Sunday, November 4, 2007
Which way from here? Alice to the Cheshire Cat
The Cat only grinned when it saw Alice. It looked good-natured, she thought...'Cheshire Puss,' she began, rather timidly... `Would you tell me, please, which way I ought to go from here?' `That depends a good deal on where you want to get to,' said the Cat.
`I don't much care where--' said Alice.
`Then it doesn't matter which way you go,' said the Cat.
`--so long as I get somewhere,' Alice added as an explanation.
`Oh, you're sure to do that,' said the Cat, `if you only walk long enough.'
Alice felt that this could not be denied, so she tried another question. `What sort of people live about here?'
`In that direction,' the Cat said, waving its right paw round,
`lives a Hatter: and in that direction,' waving the other paw,
`lives a March Hare. Visit either you like: they're both mad.'
`But I don't want to go among mad people,' Alice remarked.
`Oh, you can't help that,' said the Cat: `we're all mad here.
`How do you know I'm mad?' said Alice.
`You must be,' said the Cat, `or you wouldn't have come here.'
Conor Sen works in the investment industry and is coauthor of "How Markets Really Work"
From Conor Sen:
"I was about to write that in a the least 'normal' economic system risky asset is cash parked in short term government paper or cash on deposit. Low risk and high liquidity also means that the return on cash tends to be lower than the returns on equities, bonds, and real estate. However, since I am no longer sure what 'normal' is, I decided to amend the above truism to 'in a balanced and non-inflationary economic system' cash is the safest asset. Clearly, this does no longer seem to be the case. Cash is losing its purchasing power -- it would seem -- at an accelerating rate against other assets because of the Fed's expansionary monetary policies."
During a deflationary period/economic downturn/credit contraction the natural response for most people is to sell longer-term and risky assets, cut back on consumption, and shift to short-term assets with high liquidity and low risk. The Fed knows this, so what they do is lower interest rates to create less incentive for this behavior. How safe is your money market account if its yield keeps falling, and if the value of the dollars in the account fall as well?
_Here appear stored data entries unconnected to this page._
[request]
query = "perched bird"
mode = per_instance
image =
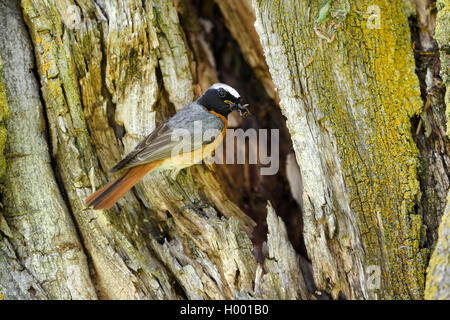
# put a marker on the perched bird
(159, 150)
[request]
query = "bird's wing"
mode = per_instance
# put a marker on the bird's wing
(188, 130)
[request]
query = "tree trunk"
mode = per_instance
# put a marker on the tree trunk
(82, 82)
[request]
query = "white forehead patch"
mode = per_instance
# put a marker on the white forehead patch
(232, 91)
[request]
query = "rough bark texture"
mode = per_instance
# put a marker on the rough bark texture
(363, 152)
(39, 242)
(348, 105)
(438, 272)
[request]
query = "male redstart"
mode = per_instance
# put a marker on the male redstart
(159, 150)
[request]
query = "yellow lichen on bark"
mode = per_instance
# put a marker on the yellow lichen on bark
(4, 114)
(381, 161)
(353, 84)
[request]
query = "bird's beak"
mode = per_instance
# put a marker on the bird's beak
(243, 111)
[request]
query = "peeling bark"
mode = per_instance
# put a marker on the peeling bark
(363, 157)
(43, 255)
(348, 104)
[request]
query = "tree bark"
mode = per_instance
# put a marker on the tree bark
(361, 188)
(348, 105)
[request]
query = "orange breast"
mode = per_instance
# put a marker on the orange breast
(196, 156)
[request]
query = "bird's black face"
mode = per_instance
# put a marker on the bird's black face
(222, 99)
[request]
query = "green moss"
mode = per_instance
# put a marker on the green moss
(442, 36)
(4, 114)
(365, 86)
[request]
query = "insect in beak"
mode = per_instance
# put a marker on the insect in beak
(243, 111)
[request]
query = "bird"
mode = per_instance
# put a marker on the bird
(160, 151)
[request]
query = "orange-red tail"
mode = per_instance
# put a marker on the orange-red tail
(107, 196)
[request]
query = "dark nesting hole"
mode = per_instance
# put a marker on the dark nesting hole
(246, 186)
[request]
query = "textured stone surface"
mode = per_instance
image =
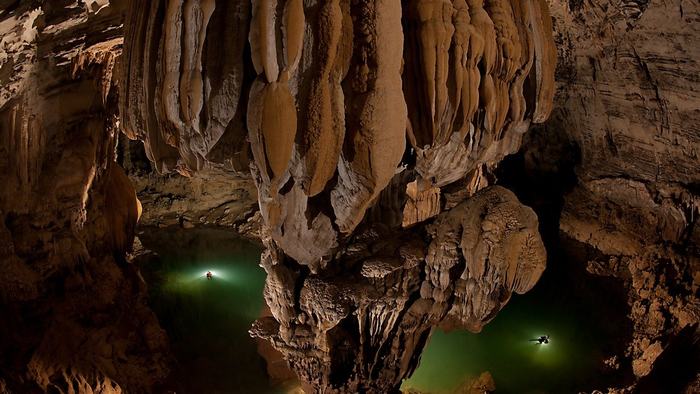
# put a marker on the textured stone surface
(328, 95)
(626, 114)
(74, 316)
(362, 328)
(349, 116)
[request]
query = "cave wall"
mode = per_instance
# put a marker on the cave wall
(362, 132)
(73, 312)
(326, 89)
(626, 121)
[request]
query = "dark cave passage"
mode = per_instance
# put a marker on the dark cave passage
(207, 321)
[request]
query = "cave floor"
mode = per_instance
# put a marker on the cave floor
(207, 321)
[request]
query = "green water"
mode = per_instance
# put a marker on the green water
(207, 321)
(581, 336)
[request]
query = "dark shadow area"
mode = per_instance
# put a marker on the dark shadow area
(207, 321)
(677, 366)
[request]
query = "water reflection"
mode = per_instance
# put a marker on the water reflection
(208, 322)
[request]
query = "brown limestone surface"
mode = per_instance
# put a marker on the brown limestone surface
(362, 328)
(627, 113)
(73, 311)
(183, 81)
(476, 75)
(334, 107)
(329, 87)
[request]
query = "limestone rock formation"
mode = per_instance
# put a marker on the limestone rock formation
(74, 317)
(362, 328)
(370, 128)
(327, 99)
(626, 116)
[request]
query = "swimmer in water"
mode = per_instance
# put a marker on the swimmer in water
(544, 339)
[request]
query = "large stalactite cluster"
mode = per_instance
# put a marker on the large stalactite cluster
(370, 127)
(357, 114)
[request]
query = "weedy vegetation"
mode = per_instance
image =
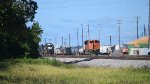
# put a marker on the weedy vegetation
(46, 71)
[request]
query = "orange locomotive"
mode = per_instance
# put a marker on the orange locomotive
(92, 47)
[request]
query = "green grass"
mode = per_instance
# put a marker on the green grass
(45, 71)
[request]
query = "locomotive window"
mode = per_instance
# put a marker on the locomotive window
(96, 41)
(85, 42)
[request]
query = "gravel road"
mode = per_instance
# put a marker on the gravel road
(118, 63)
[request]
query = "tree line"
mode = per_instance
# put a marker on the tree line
(17, 40)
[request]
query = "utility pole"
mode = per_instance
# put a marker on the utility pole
(45, 41)
(144, 30)
(88, 32)
(119, 23)
(82, 34)
(77, 41)
(110, 40)
(62, 41)
(99, 37)
(55, 41)
(69, 39)
(99, 32)
(149, 27)
(137, 26)
(50, 40)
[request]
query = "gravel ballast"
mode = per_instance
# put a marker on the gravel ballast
(116, 63)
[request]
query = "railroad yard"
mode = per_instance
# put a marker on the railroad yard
(105, 61)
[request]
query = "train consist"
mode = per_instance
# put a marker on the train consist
(90, 47)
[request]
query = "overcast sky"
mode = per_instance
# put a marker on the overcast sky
(58, 18)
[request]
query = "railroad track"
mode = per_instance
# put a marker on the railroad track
(146, 57)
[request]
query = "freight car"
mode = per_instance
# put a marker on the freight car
(92, 47)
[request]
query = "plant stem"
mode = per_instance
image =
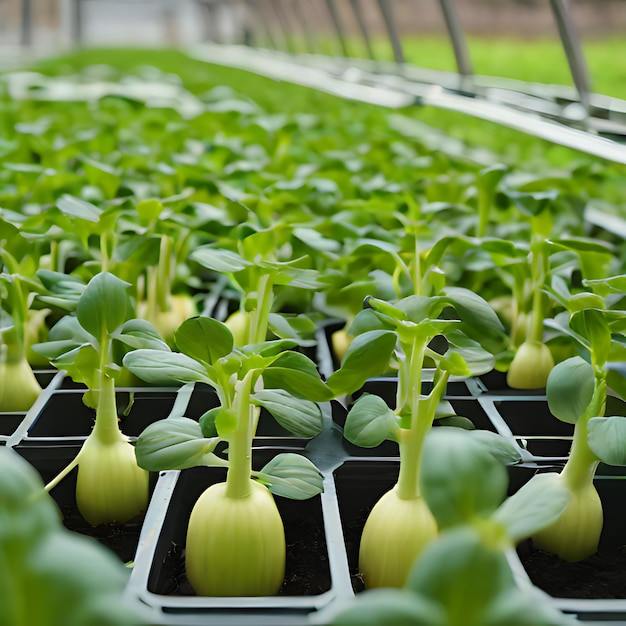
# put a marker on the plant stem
(535, 323)
(62, 474)
(106, 428)
(259, 318)
(240, 444)
(484, 206)
(164, 273)
(151, 294)
(582, 462)
(104, 252)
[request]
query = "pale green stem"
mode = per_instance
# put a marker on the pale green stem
(418, 288)
(259, 318)
(63, 473)
(582, 463)
(484, 206)
(151, 293)
(411, 438)
(164, 273)
(104, 252)
(13, 346)
(239, 444)
(535, 323)
(106, 428)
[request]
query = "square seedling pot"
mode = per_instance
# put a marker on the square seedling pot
(316, 571)
(593, 590)
(49, 460)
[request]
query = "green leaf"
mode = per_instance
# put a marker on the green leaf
(75, 207)
(207, 422)
(533, 203)
(292, 476)
(569, 389)
(592, 323)
(219, 260)
(607, 439)
(163, 368)
(502, 448)
(390, 607)
(139, 333)
(368, 355)
(149, 210)
(615, 284)
(536, 505)
(474, 359)
(297, 375)
(316, 240)
(367, 320)
(460, 479)
(370, 422)
(175, 443)
(462, 574)
(527, 606)
(584, 244)
(479, 320)
(292, 327)
(104, 305)
(204, 339)
(300, 417)
(225, 421)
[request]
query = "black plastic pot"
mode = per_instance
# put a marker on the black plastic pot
(316, 573)
(594, 590)
(49, 460)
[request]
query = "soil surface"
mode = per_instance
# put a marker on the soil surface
(306, 571)
(601, 576)
(122, 539)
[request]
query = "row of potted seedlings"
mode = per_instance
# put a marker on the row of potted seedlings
(267, 460)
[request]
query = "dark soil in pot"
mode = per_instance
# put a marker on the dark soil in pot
(494, 383)
(601, 576)
(66, 415)
(359, 485)
(307, 569)
(9, 422)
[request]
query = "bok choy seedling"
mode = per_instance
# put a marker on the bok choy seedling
(468, 333)
(464, 577)
(110, 486)
(18, 386)
(236, 522)
(577, 393)
(39, 586)
(533, 360)
(164, 309)
(235, 538)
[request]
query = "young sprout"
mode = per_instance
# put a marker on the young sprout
(235, 522)
(163, 308)
(464, 577)
(18, 386)
(577, 394)
(110, 487)
(235, 538)
(400, 525)
(36, 583)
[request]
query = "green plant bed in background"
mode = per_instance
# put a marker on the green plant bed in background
(263, 213)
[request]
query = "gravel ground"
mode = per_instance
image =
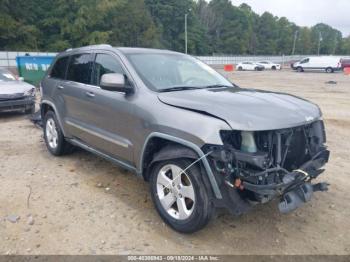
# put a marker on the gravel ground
(81, 204)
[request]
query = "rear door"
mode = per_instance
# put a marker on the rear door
(105, 115)
(73, 91)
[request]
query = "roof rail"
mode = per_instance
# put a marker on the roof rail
(90, 46)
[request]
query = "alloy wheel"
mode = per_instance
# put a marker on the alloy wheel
(175, 192)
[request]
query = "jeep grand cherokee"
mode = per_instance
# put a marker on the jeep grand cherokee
(201, 141)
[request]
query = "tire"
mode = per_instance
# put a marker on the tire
(197, 212)
(30, 110)
(329, 70)
(54, 139)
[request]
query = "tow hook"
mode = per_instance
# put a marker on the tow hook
(298, 196)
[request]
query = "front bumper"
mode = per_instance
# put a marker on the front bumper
(17, 104)
(294, 190)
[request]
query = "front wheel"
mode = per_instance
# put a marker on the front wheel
(329, 70)
(30, 110)
(180, 196)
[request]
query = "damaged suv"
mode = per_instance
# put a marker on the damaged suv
(202, 142)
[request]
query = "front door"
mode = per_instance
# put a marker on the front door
(105, 115)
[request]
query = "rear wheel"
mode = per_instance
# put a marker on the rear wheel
(329, 70)
(180, 196)
(54, 139)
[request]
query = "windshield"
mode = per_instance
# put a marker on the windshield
(161, 72)
(6, 76)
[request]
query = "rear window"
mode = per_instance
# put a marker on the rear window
(79, 69)
(59, 69)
The sad answer is not very safe at all. The market, smarty pants that it is, is coming to the realization that the dollar is no longer going to be the world's currency. As liquidity in other assets has grown, they have become currencies of sorts as well. The dollar, the yen, the euro, gold, oil, FXI, GOOG, energy stocks -- they're all currencies now, and they're all appreciating and depreciating at different rates. The simple fact is there's no such thing as a safe haven anymore. Even those of us who love gold know that in the deflationary bust sure to come gold will decline with everything else (I must note, however, that when gold does deflate, it will represent the best investment opportunity that we are likely to see in our lifetime). In the short-term the safest assets in the world are the currencies that stand to benefit from the carry trade unwind, namely the yen and Swiss franc, plus the renminbi which is going to appreciate over the next 5-10 years and won't suffer in an economic bust.
In the meantime, the tug of war between the handful of assets still appreciating and the growing credit contraction forces continues. Watch gold, oil, FXI, BIDU, GOOG, AAPL, etc. If those deflate, run for the exits. We're in a blow off top that can last for a lot longer than people think, but the bust is coming.